For at least a year now the Congress party president and his mother have been insisting to the public that theirs is not a ‘Muslim party’.

‘People think we are a Muslim party, I don’t know why,’ simpers one. Devotees of the other insist he wears a ‘sacred thread’ - where can I get one? - and so, to the advantage of the governing BJP, for want of a better word, the election issue becomes, Hinduism versus Hindutva.

In furtherance of this irrelevant debate, the Congress president extended his temple run during the campaign for the recent assembly elections, to include a number of mandirs in the nominally Hindi speaking states. In its manifestos in MP and Rajasthan his party promised much for cows, and their cruel commercial use.

As the Congress tries to shed its allegedly pro Muslim image - and what did it do to earn this reputation anyway? - its temple, cowshed, urine production moves should not be seen in the light of complacent electoral calculations alone.

Nehru’s party has conceded a crucial point to the BJP and other fundamentalists: that no one can stand for Muslims and Hindus equally.

Religious minorities have no place in the Hinduism/ Hindutva contest. Women and outcastes are subservient in it.

By accepting these terms the Congress has agreed to partition the polity, and is playing a dangerous game.

By refusing to represent Muslims, it forecloses the option of politically undoing the caste-class hierarchy.

It agrees to lie that Islam and Hinduism are monolithic and distinct - or at most a benign Kumbh Mela, Hajj pilgrimage, salad bowl affair.

Who does it hope to convince by sending its president and putative prime ministerial nominee to assorted temples and trusts?

Voters swayed by such posturing will expect the state to be similarly run.

Such a government will only abdicate its constitutional responsibility to govern a secular republic. It will be unable to see minorities of caste, class, religion or gender as anything but the perhaps worthy recipients of charity from above.

Meanwhile its detractors will go on calling it pro Muslim - as long as that remains an accusation - and its disproofs will turn even more violent than before.

In the Modi years, minority run educational institutions have been besieged - being about the only counter to bigotry and redistributive measure accorded religious minorities in the Constitution. The Hindu fundamentalist central government, charged with setting these up and letting them run, has instead brazenly argued for their non-minority character in the courts.

The question of party ideology grows bigger, with the subordination of state institutions to the government of the day - its effects most recently visible in S.R.Sen’s judgment from the Meghalaya High Court. In it Justice Sen appears unhappy with the Constitution, and won’t say why.

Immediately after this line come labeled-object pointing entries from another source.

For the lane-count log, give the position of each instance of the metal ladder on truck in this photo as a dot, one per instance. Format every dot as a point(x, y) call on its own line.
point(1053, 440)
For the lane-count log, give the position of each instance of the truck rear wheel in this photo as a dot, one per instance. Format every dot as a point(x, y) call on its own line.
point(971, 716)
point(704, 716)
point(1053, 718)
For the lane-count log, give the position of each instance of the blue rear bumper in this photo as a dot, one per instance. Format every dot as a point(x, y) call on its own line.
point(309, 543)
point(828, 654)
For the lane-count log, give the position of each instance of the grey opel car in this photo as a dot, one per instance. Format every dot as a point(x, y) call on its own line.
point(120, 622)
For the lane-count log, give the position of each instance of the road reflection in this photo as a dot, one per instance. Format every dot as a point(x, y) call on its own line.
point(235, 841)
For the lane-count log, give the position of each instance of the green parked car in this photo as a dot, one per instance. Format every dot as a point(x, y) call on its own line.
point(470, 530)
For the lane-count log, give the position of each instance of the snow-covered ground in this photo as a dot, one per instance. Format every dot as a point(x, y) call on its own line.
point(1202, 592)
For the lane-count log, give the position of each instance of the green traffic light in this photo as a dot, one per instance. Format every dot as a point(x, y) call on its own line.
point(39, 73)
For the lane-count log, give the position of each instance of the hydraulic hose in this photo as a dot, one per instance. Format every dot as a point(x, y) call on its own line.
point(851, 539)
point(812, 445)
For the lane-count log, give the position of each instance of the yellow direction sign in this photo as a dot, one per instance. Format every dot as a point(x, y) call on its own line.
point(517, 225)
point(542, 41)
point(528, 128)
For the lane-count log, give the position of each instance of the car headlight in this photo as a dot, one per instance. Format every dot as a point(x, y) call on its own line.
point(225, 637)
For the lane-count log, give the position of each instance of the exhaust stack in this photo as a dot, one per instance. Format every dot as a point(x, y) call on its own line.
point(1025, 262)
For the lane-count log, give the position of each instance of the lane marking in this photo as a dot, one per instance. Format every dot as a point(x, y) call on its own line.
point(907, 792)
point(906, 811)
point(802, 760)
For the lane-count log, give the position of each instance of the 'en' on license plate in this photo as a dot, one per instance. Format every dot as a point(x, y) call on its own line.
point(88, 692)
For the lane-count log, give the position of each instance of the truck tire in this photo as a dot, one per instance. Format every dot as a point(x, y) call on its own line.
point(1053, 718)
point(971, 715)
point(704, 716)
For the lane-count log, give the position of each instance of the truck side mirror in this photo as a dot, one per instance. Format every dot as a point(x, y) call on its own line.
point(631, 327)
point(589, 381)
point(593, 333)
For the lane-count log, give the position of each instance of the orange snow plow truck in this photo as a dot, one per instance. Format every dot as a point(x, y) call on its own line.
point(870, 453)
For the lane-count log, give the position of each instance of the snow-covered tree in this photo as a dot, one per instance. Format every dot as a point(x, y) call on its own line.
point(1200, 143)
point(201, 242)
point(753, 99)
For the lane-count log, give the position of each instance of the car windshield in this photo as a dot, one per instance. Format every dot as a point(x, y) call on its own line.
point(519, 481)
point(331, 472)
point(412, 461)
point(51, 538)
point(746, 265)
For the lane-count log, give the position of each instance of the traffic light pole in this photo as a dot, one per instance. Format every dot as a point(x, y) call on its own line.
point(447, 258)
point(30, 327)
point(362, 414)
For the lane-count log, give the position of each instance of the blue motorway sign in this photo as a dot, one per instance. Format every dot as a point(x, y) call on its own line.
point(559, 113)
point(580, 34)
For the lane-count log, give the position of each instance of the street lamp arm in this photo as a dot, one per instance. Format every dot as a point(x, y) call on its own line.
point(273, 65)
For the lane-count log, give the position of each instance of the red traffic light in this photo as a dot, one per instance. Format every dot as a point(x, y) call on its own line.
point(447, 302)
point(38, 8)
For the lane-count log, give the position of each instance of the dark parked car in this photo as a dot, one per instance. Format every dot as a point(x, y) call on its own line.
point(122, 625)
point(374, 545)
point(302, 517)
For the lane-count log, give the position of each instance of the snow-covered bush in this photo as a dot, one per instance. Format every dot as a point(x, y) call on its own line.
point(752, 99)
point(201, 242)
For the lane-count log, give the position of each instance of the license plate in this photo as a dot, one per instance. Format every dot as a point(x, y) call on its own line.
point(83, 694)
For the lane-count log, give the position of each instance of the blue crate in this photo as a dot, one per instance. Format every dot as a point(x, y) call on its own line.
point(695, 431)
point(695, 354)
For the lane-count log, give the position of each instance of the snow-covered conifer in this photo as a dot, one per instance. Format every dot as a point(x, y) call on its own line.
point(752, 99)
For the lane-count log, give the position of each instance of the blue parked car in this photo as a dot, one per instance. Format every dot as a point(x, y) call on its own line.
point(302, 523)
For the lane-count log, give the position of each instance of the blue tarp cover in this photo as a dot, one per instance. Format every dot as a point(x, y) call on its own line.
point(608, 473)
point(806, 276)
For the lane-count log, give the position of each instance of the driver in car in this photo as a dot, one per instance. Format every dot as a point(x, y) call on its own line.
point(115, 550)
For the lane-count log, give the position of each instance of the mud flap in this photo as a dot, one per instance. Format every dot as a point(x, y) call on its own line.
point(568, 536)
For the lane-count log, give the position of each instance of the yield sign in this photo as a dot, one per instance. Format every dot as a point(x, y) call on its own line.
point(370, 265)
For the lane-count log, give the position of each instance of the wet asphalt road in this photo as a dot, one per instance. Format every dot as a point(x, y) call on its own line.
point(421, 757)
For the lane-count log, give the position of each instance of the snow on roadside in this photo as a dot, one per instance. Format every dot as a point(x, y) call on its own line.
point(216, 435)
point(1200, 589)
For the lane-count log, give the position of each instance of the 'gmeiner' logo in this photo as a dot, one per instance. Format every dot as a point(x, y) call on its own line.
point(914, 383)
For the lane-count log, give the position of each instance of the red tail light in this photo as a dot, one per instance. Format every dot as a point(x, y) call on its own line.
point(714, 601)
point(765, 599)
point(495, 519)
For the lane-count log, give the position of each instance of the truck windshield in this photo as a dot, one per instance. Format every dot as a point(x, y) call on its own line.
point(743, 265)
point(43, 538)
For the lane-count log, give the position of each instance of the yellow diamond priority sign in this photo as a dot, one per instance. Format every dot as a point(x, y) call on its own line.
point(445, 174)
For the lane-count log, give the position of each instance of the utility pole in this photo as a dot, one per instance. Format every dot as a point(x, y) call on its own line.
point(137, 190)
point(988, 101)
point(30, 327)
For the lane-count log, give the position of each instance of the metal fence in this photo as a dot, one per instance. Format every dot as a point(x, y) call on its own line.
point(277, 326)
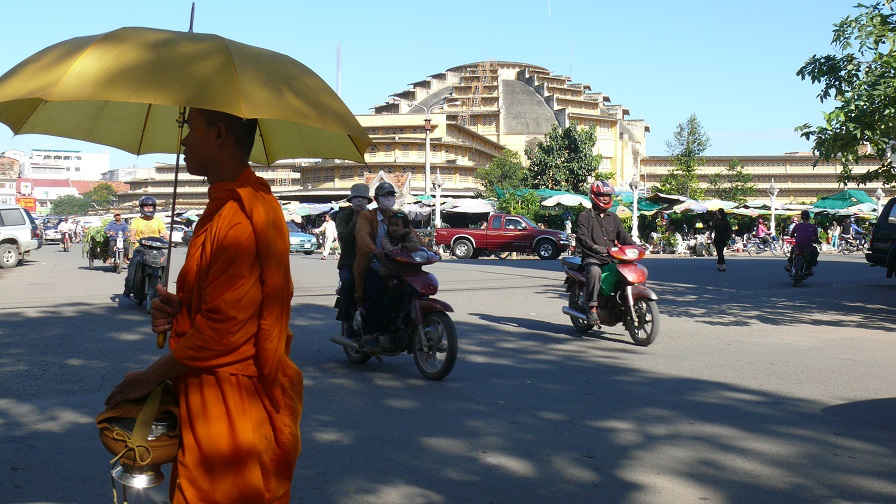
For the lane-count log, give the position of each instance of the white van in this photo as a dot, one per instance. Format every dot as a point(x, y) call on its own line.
point(19, 235)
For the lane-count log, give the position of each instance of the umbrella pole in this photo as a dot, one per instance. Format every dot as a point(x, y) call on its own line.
point(181, 120)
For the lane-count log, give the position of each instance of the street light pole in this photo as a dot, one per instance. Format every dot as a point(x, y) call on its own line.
point(427, 128)
point(772, 192)
point(438, 184)
point(635, 184)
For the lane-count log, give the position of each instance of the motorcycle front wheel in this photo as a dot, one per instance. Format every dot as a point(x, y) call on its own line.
point(435, 347)
point(646, 327)
point(151, 282)
point(579, 324)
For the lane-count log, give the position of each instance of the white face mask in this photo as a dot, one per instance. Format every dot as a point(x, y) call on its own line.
point(359, 204)
point(386, 202)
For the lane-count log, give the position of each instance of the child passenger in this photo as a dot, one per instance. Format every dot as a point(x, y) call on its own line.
point(398, 236)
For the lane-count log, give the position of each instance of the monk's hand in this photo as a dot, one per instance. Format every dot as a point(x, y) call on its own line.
point(164, 308)
point(136, 384)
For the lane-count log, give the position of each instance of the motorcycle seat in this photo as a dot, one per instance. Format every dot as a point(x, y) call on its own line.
point(573, 263)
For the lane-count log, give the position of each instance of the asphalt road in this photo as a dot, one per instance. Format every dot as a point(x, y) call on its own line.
point(755, 391)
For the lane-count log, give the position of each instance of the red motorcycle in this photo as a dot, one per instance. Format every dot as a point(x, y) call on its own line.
point(630, 303)
point(417, 323)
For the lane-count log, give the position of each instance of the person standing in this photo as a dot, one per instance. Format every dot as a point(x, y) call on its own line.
point(239, 393)
point(328, 228)
point(346, 223)
point(834, 231)
point(721, 236)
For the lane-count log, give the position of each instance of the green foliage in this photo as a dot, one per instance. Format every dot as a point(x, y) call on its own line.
point(528, 204)
point(732, 183)
point(102, 195)
point(564, 161)
point(686, 147)
point(861, 78)
point(505, 172)
point(69, 204)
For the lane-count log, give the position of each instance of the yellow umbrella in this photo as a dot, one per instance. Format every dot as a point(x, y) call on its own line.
point(127, 88)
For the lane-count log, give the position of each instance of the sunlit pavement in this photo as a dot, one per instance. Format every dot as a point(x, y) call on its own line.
point(755, 391)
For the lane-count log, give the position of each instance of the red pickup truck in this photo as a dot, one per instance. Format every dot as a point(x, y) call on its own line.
point(504, 233)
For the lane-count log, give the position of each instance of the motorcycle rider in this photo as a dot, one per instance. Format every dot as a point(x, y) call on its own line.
point(597, 231)
point(805, 235)
point(371, 227)
point(762, 233)
point(855, 232)
point(64, 228)
point(346, 223)
point(148, 225)
point(112, 229)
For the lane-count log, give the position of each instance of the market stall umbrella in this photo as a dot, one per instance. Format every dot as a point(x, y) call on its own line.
point(126, 89)
point(567, 200)
point(844, 199)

The windsock intellectuals’ nonresponse to Hindutva’s terrifying claims upon our bodies and minds - ‘But Najeeb took an auto to Jamia’ - is likewise marked by dogfaced calculation.

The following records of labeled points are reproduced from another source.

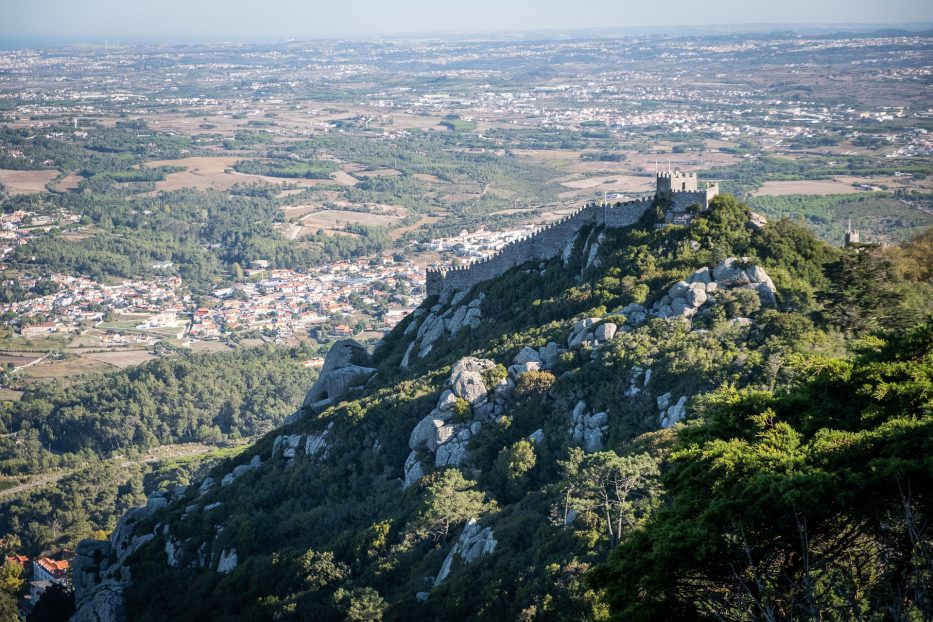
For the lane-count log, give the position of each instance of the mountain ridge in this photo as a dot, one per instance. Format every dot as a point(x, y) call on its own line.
point(466, 481)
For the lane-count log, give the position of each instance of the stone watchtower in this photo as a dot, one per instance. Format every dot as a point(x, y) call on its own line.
point(682, 190)
point(675, 181)
point(852, 236)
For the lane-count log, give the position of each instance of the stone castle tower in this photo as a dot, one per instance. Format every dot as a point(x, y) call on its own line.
point(679, 191)
point(682, 190)
point(852, 235)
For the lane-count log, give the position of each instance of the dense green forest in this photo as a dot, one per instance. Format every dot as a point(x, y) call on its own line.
point(188, 397)
point(797, 486)
point(879, 217)
point(89, 439)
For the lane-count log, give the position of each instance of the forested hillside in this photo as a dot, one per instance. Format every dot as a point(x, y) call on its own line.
point(712, 421)
point(73, 459)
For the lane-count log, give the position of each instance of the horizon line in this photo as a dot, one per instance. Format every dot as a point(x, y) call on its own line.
point(44, 42)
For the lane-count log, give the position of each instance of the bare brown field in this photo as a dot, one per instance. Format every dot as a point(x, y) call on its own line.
point(890, 182)
point(333, 219)
point(64, 369)
point(409, 122)
point(378, 172)
point(211, 172)
point(297, 211)
point(26, 182)
point(429, 178)
point(288, 193)
point(209, 346)
point(69, 184)
point(17, 359)
point(9, 395)
point(425, 220)
point(805, 186)
point(121, 358)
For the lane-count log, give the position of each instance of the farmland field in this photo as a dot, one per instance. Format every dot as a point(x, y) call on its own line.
point(26, 182)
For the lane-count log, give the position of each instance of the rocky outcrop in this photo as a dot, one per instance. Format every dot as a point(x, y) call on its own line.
point(669, 414)
point(688, 298)
point(346, 365)
point(589, 430)
point(473, 542)
point(227, 561)
point(289, 446)
point(99, 575)
point(240, 469)
point(440, 323)
point(444, 435)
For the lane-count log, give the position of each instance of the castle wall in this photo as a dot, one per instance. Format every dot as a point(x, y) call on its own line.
point(546, 243)
point(683, 200)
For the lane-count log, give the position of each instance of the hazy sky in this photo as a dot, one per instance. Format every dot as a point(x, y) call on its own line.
point(213, 20)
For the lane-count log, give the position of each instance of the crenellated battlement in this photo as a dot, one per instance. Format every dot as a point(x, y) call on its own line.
point(546, 242)
point(553, 239)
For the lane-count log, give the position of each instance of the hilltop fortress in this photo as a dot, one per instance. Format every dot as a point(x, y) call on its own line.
point(676, 192)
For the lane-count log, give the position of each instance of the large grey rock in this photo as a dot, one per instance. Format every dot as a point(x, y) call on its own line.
point(422, 436)
point(679, 305)
point(318, 443)
point(580, 331)
point(239, 470)
point(473, 542)
point(345, 365)
point(406, 360)
point(527, 355)
point(466, 379)
point(549, 354)
point(517, 371)
point(455, 323)
point(592, 440)
point(227, 561)
point(673, 414)
point(605, 332)
point(413, 469)
point(696, 295)
point(701, 276)
point(452, 453)
point(729, 273)
point(679, 290)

For consumers the cow only symbolises the Brahmin. As the Brahminical Left prepares to take the reins from the Brahminical Right, and the Baniya-etcetera corporates once more switch parties, as schoolbooks preach poison and still the seas rise - all the rest of India falls truly between the cracks. As intended.

We stand stopped and unprotected.

The Congress isn’t immediately responsible for the way these fissures gape in Modi’s Hindu Rashtra. But like Indira Gandhi in Khalistan, Rajiv Gandhi in Tamil Eelam or Narasimha Rao in Ayodhya, it is foolishly trying to profit from it.

The public figure ‘Rahul Gandhi’ is renewing its father’s mistakes.

In his Autobiography Nehru describes an article he wrote, ‘on Hindu and Muslim communalism, showing how in neither case was it even bona fide communalism, but was political and social reaction hiding behind the communal mask.’

‘I did not imagine, of course, that I could conjure away the passions that underlay the communal spirit. My object was to point out that communal leaders were allied to the most reactionary elements in India and England, and were in reality opposed to political, and even more so to social advance. All their demands had no relation whatever to the masses. They were meant only to bring advancement to the small groups at the top.’

‘The oft-repeated appeal for Hindu-Muslim unity, useful as it no doubt is, seemed to me singularly inane, unless some effort was made to understand the causes of the disunity.’

The empire run by a rich global few may be a major cause of this apparent disunity, in Nehru’s time and in our own.